Di sana, mereka bertemu dengan dua petugas keamanan sekolah, Dani dan Sayadi, serta Kepala SMAN 21 Bekasi, Mohammad Ilyas.

Namun, kenyataan berkata lain. Air ketika itu justru datang lebih cepat dari dugaan, merayap naik tanpa ampun.

“Habis sahur itu air mulai naik terus. Saya buka pintu ruangan Wakil Kepala Sekolah, ada sebagian berkas-berkas saya naikkan ke meja,” kata Sugiono, Selasa (11/3/2025), dikutip dari Tribun Bekasi.

Tapi banjir tak memberi mereka waktu untuk bersiap lebih lama. Sagino bergegas meminta Dani mematikan seluruh panel listrik di sekolah agar tak ada bahaya lain selain air yang tak terkendali.

Ruangan kelas 12 dijadikan tempat berkumpul, satu-satunya tempat yang dianggap lebih tinggi. Tapi, air terus masuk, merendam seisi ruangan demi ruangan.

Sagino tak tinggal diam. Dia menyusun meja-meja sebagai pijakan agar mereka tak tenggelam dalam ketinggian air yang terus meninggi.

“Saya tidak menyangka kalau airnya setinggi ini, saya pikir satu meter cukup, tahunya terus naik,” ucap Sugiono mengenang.

Ketika meja yang disusun mulai bergoyang diterpa arus deras, Sagino tahu, mereka butuh rencana lain.

Tak ada pilihan lain.
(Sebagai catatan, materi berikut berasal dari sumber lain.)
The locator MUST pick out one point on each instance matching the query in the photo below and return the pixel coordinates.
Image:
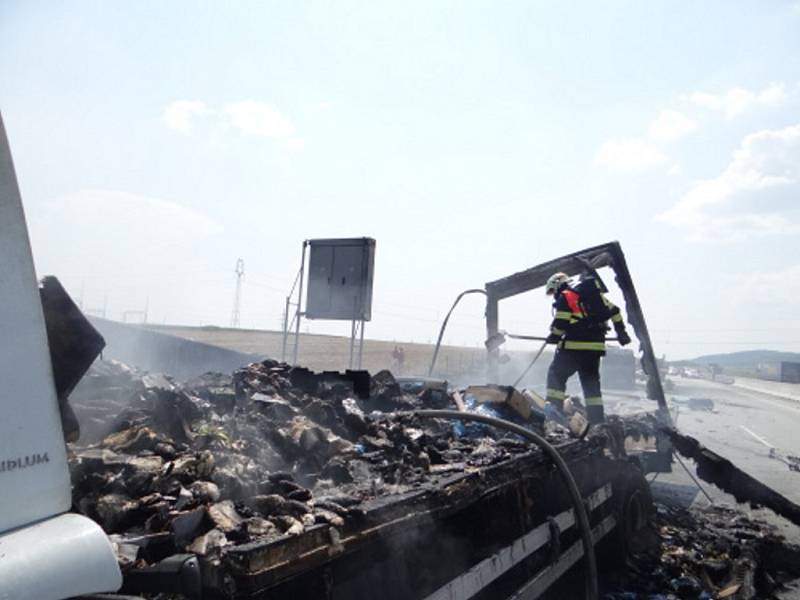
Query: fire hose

Dengan sisa tenaga, Sugiono menendang plafon hingga jebol, memberi jalan bagi mereka untuk naik ke bagian atas ruangan yang terbuat dari baja ringan.

“Waktu itu mejanya saya susun ada dua meja, tapi kan mejanya goyang terus dan akhirnya saya jebol plafon karena air semakin tinggi. Kami tidak bisa bertahan begitu saja,” katanya.
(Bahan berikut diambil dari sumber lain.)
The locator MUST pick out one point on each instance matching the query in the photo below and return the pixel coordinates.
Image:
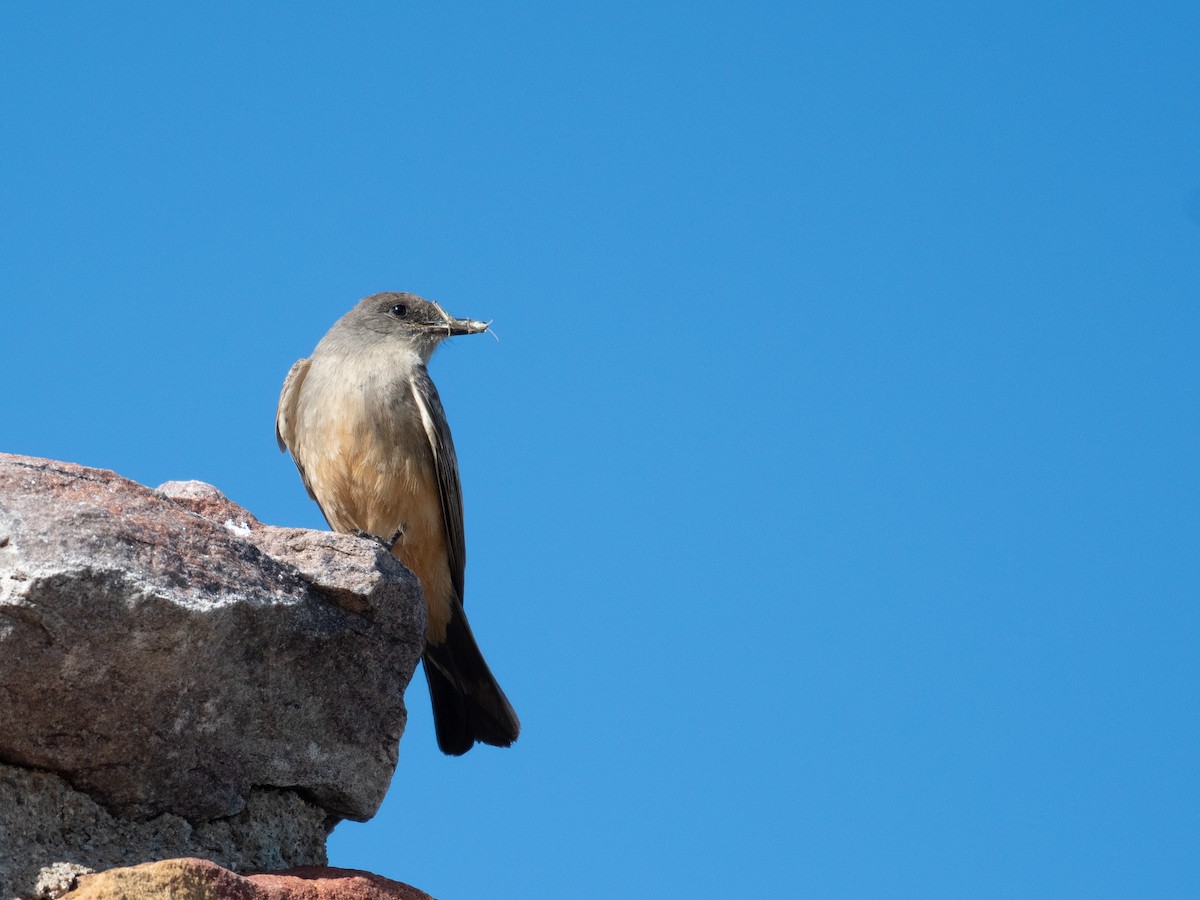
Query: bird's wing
(286, 414)
(437, 430)
(286, 421)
Namun, bahkan di ketinggian, rasa aman masih belum mereka temukan. Air terus naik, semakin mendekat ke tempat mereka bertahan.
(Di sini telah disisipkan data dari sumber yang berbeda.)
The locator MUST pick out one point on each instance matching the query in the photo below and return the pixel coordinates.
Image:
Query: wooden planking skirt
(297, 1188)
Sagino kembali berinisiatif. Dengan cepat, ia meminta Dani dan Sayadi untuk menjebol genting, memberi jalan bagi mereka agar bisa memanjat lebih tinggi lagi.

“Akhirnya kami berenam itu naik ke atas genting semua. Pas saya sampai di atas itu, air di bawah jalanan sudah dua meter lebih dan seluruh gedung sekolah tertutup air,” katanya dengan suara bergetar.

Dari atas genting, mereka hanya bisa menatap ke sekeliling dengan rasa ngeri.

Kota yang biasa mereka kenali ketika itu hanyalah hamparan air berwarna cokelat pekat, menelan rumah-rumah dan gedung-gedung tanpa ampun.

Dinginnya udara malam semakin menusuk, membuat ketakutan dan kepanikan terasa semakin nyata.

Sagino menyadari, mereka benar-benar sendirian dalam kegelapan malam, tanpa tahu kapan bantuan akan datang.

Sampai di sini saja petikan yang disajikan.